Thursday, March 30, 2006

Just how many chairs do you think you can emergency stop?


So here I am, sitting somewhere in the North of England thinking to myself I just have to tell someone about this. Everyone, anyone, somebody or nobody? It really doesn't matter!

I spent four years training at drama school to do what I do, blood, sweat, tears and tea went into my degree - cheating, so sadly apparent in our universities if the discussion on 5 Live the other day was to be believed, was not an option for me!

Don't get me wrong - this blog is not a way to vent my angst at the world as to why I haven't been invited to collect my award at the BAFTAs yet, or even the TV Choice Favourite Soap Special Dinner. Quite simply life is funny!

How many of you can say that they went to a meeting today and were asked - in all seriousness - to emergency stop a perfectly ordinary chair?

This audition was my first in a while (I've changed my agent in the last few months and she's very cheerful). I proceeded up the stairs out of the rain, so glad that I'd spent time straightening my hair, and filled in the casting form: smiling all the time at the other candidates whilst trying both to look confident and smaller than my actual height (a difficult feat to master). Then there's the obligatory photo against the blandest wall in the room, which of course looks really bad. Why do casters still use Polaroids?
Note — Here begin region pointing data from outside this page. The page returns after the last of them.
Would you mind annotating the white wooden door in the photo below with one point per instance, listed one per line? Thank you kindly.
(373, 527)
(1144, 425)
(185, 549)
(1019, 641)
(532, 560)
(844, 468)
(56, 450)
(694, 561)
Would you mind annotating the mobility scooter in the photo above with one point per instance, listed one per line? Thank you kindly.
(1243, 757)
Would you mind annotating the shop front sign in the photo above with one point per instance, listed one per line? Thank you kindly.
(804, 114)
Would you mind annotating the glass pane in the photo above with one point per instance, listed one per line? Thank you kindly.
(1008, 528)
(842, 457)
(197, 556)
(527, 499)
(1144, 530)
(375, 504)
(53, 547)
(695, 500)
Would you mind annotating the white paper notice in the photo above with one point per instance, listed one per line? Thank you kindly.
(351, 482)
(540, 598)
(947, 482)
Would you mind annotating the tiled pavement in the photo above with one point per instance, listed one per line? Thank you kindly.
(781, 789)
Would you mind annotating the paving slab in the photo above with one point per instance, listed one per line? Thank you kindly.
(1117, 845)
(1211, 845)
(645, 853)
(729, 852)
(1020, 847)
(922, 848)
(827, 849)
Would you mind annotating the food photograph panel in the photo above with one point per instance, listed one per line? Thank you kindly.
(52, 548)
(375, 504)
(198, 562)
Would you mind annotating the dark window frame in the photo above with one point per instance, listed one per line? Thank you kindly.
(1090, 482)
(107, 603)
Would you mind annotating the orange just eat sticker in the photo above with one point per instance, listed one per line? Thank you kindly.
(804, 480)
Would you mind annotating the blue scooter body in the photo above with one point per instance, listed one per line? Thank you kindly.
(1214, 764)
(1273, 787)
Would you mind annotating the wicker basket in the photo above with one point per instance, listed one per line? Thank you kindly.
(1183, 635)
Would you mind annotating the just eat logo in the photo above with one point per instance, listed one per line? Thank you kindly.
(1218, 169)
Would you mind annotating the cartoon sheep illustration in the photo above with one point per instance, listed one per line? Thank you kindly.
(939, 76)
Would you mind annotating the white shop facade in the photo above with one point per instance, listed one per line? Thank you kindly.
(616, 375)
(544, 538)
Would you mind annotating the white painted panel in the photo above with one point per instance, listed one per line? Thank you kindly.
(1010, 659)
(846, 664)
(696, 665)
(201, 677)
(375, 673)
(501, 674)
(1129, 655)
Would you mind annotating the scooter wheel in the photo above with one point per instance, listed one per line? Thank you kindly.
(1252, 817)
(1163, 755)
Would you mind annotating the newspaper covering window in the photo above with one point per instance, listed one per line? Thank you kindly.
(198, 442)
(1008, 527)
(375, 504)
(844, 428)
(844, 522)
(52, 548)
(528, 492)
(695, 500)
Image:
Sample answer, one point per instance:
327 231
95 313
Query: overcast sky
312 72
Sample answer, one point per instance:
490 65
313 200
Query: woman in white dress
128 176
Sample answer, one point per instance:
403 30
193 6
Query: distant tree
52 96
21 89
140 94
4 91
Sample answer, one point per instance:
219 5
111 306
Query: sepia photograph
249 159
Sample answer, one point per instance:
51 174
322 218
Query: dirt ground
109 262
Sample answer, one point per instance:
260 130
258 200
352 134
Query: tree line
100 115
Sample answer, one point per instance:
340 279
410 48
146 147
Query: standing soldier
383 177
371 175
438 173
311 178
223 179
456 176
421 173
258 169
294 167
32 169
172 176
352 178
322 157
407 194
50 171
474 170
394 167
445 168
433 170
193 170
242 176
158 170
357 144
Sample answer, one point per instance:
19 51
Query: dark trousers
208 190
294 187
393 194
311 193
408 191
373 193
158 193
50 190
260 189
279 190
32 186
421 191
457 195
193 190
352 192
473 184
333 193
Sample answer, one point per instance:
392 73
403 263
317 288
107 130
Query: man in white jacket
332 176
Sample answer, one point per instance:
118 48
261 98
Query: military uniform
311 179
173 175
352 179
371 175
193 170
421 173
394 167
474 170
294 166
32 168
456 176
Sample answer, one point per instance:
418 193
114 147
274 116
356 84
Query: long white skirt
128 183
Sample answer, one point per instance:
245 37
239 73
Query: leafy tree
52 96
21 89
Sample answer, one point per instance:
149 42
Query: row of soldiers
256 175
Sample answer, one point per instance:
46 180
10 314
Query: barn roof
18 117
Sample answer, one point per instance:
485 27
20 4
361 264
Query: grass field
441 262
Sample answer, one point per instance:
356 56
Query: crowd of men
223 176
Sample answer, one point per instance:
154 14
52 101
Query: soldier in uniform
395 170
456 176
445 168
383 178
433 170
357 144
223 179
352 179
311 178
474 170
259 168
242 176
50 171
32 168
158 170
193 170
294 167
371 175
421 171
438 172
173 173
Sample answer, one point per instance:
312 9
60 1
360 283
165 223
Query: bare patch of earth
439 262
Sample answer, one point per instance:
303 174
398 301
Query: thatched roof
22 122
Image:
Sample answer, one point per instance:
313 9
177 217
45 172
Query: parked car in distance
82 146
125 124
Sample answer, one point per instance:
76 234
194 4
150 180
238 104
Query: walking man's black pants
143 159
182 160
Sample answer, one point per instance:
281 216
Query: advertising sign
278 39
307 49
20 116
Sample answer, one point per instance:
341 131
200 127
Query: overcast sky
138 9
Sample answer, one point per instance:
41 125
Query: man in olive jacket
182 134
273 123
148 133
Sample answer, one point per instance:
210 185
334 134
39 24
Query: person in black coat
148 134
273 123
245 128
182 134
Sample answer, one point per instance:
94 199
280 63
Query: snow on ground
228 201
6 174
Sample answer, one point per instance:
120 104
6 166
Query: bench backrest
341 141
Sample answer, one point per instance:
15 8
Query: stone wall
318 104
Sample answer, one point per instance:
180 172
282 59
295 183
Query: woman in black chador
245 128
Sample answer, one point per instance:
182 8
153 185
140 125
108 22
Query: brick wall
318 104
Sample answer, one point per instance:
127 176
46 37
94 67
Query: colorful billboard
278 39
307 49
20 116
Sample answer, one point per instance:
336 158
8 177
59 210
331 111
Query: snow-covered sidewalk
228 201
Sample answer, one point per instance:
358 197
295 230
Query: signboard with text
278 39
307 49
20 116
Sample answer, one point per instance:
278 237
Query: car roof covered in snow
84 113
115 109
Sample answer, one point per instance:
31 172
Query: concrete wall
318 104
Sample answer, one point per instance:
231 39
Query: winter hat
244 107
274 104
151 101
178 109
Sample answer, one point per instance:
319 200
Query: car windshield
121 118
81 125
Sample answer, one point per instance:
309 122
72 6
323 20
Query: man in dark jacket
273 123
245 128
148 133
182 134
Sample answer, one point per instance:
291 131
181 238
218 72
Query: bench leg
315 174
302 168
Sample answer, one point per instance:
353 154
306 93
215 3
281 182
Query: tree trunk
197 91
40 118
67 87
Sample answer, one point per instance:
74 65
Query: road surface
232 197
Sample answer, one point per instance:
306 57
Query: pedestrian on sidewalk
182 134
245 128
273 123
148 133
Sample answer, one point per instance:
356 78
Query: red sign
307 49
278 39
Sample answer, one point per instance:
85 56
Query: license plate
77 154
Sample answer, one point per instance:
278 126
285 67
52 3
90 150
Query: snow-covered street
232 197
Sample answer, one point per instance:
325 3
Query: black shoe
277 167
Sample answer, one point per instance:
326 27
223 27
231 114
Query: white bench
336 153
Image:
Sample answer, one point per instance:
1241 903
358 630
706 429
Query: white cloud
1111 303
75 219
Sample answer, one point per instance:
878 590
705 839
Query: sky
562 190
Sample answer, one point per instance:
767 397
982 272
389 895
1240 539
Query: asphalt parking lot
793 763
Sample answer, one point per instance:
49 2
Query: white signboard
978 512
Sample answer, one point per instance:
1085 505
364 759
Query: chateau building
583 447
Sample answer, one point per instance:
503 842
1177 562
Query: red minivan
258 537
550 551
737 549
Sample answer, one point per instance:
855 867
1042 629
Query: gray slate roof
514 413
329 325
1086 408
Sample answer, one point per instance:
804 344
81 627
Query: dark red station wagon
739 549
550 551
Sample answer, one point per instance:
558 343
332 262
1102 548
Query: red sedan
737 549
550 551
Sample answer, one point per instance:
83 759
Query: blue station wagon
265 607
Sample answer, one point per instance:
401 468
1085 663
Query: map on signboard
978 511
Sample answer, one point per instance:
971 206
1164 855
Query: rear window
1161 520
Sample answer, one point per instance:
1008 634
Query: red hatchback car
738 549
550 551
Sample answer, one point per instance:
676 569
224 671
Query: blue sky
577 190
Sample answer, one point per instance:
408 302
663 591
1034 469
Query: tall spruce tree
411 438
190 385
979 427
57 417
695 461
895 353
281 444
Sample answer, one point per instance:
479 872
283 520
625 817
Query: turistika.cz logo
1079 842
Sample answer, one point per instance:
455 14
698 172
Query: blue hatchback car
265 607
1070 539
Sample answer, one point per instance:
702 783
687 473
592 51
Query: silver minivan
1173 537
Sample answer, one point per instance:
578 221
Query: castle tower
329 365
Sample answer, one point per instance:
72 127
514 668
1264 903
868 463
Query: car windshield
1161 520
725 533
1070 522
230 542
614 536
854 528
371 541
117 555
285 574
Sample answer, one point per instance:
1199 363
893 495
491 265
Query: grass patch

Actors spend hundreds of pounds a year on quality pics only to dress up, go to a casting and be confronted with a blurred reproduction of how they look "at that moment". At this point I am usually bending my knees and normally blinking!

Well, after hanging around for an hour or so (castings always run late) it was my turn to win the caster and client over. I walk in the room, smiling, make eye contact - being direct only to be confronted with a plastic chair and a scenario on how to emergency stop it. I did not make it seem natural! I tried all the actor's process, the Stanislavski, even the Peter Brook but I just couldn't seem to make it serious enough - probably not helped by the giggles I was trying to suppress.

You see I might be £250.00 plus repeats poorer but no amount of money can buy the smile that stayed on my face for a whole day!